Кардинал Антонелли открыто воздерживался от связи с подготовкой Собора и окружил себя богословами, которые не принадлежали к правящей партии. Он никогда не учился сомневаться в самой доктрине; но он остро осознавал неприятности, которые она принесет ему, и думал, что Папа готовит повторение трудностей, которые последовали за началом его понтификата. Ему не доверяли как богослову или не консультировались с ним по вопросам теологии; но от него ожидали предотвращения политических осложнений, и он удерживал позиции с непоколебимым мастерством.

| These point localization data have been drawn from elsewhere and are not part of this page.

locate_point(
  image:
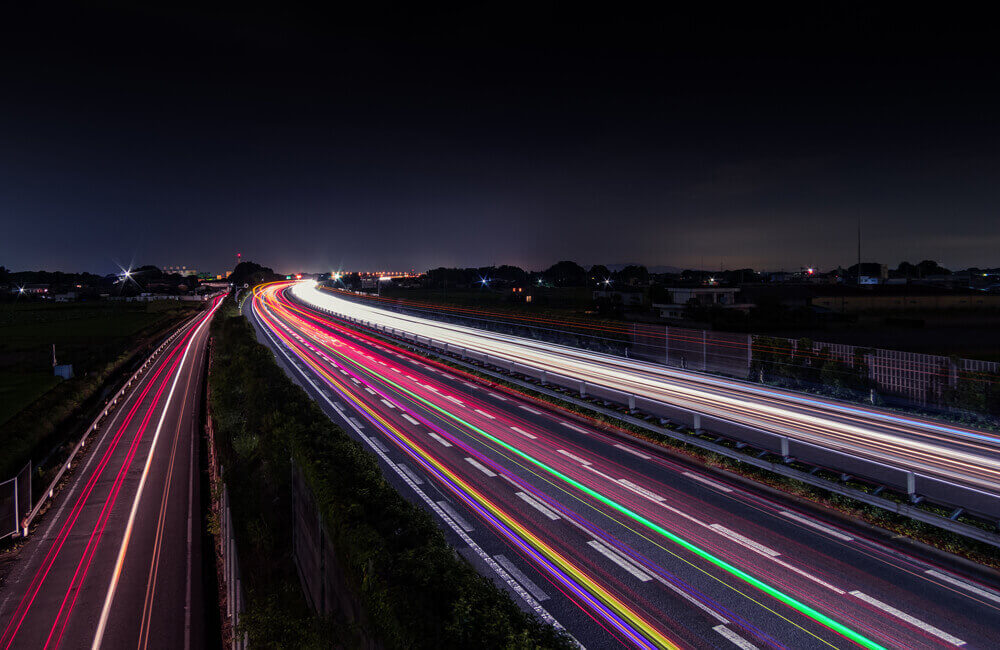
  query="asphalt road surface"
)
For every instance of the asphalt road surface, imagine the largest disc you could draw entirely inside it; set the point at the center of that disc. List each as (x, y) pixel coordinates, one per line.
(116, 561)
(604, 536)
(959, 455)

Папа призывал дипломатический корпус помочь ему в смягчении тревоги одураченных немцев. Он заверил одного дипломата, что «Civiltà» не говорит от его имени. Он сказал другому, что не санкционирует никакого предложения, которое могло бы посеять раздор среди епископов. Он сказал третьему: «Вы пришли присутствовать на сцене умиротворения». Он описал свою цель в созыве Собора как получение средства от старых злоупотреблений и недавних ошибок. Более чем один раз, обращаясь к группе епископов, он говорил, что не сделает ничего, чтобы вызвать споры среди них, и будет доволен декларацией в пользу нетерпимости. Он, конечно, желал, чтобы католицизм имел преимущество веротерпимости в Англии и России, но этот принцип должен быть отвергнут Церковью, придерживающейся доктрины исключительного спасения. Смысл этого намека, что преследование сойдет за замену непогрешимости, заключался в том, что самое явное препятствие для определения было бы устранено, если бы инквизиция была признана совместимой с католицизмом. Действительно, казалось, что непогрешимость — это средство для достижения цели, которую можно было получить другими путями, и что он был бы удовлетворен декретом, подтверждающим двадцать третью статью Силлабуса и объявляющим, что ни один Папа никогда не превышал справедливых границ своей власти в вере, в политике или в морали.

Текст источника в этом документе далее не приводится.